Plaintiff’s status at the Fayette County Jail is not completely clear; he may be a pre-trial
detainee. However, the Seventh Circuit has found that it is not error for a district court to use the
Eighth Amendment and Fourteenth Amendment standards interchangeably. See Sain v. Wood,
512 F.3d 886, 893-94 (7th Cir. 2008); Board v. Farnham, 394 F.3d 469, 478 (7th Cir. 2005).
As to Plaintiff’s Count 1, the Eighth Amendment's prohibition on “cruel and unusual
punishment” establishes the minimum standard for the treatment of prisoners by prison officials.

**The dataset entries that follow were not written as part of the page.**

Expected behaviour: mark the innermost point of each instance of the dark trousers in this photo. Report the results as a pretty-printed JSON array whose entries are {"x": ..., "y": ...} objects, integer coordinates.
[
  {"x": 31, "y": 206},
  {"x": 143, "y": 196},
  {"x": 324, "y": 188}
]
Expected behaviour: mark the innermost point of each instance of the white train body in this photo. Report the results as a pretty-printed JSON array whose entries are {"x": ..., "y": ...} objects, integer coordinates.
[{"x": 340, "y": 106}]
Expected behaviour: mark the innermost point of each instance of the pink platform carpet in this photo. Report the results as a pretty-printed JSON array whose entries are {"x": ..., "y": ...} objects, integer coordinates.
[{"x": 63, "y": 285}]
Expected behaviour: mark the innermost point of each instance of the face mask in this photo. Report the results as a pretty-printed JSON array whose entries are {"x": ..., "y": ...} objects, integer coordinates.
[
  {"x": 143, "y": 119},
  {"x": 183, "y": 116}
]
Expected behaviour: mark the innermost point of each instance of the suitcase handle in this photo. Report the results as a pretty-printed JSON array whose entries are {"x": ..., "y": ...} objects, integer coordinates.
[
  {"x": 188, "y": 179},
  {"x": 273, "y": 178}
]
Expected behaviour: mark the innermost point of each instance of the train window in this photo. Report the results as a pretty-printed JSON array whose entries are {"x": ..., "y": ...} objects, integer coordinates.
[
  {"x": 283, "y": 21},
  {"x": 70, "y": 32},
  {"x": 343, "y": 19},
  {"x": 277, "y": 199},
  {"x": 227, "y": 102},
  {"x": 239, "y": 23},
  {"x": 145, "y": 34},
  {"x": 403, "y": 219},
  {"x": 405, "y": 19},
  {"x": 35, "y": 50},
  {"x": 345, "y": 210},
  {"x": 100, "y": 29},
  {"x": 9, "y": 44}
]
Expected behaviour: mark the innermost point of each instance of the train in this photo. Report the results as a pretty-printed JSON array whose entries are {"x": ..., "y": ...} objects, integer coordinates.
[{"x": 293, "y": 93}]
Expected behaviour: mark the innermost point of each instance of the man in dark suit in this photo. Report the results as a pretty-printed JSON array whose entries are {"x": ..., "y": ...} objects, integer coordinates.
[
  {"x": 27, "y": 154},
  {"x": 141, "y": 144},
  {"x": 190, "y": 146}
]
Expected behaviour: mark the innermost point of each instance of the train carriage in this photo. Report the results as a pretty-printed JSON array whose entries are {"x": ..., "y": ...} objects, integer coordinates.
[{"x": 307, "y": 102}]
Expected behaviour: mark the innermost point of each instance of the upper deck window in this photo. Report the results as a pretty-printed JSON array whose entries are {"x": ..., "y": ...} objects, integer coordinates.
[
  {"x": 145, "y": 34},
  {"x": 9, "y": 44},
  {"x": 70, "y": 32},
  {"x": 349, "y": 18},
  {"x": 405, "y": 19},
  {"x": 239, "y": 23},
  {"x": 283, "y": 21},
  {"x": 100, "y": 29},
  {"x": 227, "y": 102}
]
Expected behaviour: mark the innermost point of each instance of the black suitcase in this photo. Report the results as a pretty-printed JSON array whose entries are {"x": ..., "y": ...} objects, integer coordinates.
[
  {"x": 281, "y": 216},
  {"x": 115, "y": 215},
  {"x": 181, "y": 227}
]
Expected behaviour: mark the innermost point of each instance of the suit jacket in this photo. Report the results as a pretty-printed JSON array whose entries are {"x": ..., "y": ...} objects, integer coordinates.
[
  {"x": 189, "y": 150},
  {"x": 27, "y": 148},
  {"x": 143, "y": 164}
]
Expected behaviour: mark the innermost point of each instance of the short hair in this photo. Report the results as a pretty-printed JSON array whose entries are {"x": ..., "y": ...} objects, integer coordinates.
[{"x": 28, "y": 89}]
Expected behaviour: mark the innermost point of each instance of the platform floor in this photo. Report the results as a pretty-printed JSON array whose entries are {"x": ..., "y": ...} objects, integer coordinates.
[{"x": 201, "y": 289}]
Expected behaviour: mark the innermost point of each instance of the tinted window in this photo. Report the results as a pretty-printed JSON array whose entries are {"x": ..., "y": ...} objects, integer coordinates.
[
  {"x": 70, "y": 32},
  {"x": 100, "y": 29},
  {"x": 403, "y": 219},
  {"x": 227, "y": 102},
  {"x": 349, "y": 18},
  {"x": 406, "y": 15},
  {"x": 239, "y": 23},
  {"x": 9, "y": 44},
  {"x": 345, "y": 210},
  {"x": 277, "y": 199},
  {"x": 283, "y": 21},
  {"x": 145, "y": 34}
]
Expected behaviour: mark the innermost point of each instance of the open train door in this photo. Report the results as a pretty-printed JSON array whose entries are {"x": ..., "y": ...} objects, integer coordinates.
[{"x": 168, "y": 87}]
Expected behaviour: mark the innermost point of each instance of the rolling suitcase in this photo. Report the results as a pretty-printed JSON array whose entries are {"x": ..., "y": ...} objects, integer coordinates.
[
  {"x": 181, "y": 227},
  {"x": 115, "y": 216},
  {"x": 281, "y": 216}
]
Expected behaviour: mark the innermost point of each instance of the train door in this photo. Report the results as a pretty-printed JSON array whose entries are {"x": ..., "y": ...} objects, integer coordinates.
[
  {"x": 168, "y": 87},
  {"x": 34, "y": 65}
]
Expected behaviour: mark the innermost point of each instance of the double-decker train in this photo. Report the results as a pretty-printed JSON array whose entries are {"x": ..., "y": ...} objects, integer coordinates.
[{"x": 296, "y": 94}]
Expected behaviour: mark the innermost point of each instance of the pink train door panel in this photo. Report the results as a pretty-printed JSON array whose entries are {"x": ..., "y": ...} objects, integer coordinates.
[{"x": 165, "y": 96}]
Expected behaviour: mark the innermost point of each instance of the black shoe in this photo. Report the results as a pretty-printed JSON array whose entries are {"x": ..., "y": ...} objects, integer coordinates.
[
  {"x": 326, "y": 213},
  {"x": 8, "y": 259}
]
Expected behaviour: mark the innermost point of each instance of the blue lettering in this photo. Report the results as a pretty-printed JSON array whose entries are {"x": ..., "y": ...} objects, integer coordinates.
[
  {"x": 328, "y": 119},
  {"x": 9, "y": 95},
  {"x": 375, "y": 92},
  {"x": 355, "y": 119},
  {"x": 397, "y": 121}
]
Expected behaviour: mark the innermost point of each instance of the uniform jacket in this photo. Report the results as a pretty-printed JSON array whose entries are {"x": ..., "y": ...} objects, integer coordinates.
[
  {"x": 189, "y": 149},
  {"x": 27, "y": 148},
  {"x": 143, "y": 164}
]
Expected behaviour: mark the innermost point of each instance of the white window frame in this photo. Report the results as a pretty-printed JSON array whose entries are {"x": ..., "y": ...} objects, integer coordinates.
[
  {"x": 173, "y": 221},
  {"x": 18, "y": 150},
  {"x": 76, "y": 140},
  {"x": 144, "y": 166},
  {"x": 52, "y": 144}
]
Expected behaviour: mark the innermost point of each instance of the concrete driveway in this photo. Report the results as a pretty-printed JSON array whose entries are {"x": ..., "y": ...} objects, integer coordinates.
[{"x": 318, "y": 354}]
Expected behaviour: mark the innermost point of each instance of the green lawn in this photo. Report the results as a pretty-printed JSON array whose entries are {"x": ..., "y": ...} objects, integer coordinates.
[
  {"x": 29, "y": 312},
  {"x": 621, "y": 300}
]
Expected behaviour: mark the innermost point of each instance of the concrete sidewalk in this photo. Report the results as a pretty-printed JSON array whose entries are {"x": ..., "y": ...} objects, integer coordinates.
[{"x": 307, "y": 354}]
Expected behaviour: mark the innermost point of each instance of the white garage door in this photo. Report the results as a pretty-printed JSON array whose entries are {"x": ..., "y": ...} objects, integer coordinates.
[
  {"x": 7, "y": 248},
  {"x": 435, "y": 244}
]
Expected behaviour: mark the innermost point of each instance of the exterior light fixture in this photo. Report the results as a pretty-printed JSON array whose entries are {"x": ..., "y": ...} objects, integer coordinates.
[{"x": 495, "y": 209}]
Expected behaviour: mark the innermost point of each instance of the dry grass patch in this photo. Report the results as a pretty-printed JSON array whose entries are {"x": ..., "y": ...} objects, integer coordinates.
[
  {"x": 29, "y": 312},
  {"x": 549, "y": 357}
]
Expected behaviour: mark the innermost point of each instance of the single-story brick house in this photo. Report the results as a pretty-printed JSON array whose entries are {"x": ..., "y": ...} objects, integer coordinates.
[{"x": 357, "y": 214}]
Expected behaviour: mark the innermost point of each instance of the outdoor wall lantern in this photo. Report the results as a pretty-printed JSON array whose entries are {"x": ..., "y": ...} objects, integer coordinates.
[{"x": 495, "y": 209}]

Rhodes v. Chapman, 452 U.S. 337, 347 (1981). To prevail ultimately on a claim involving
conditions of confinement, a prisoner must show both that the conditions to which he was
subjected were “sufficiently serious” and that respondents were deliberately indifferent to the
inmate's health or safety. Farmer v. Brennan, 511 U.S. 825, 835 (1994).
Generally, the inquiry whether the conditions were “sufficiently serious” focuses on the
question whether the conditions were contrary to “the evolving standards of decency that mark
the progress of a maturing society.” Farmer, 511 U.S. at 833-34 (internal quotations omitted).
Knowingly exposing a prisoner to a serious risk of harm may violate the Eighth Amendment.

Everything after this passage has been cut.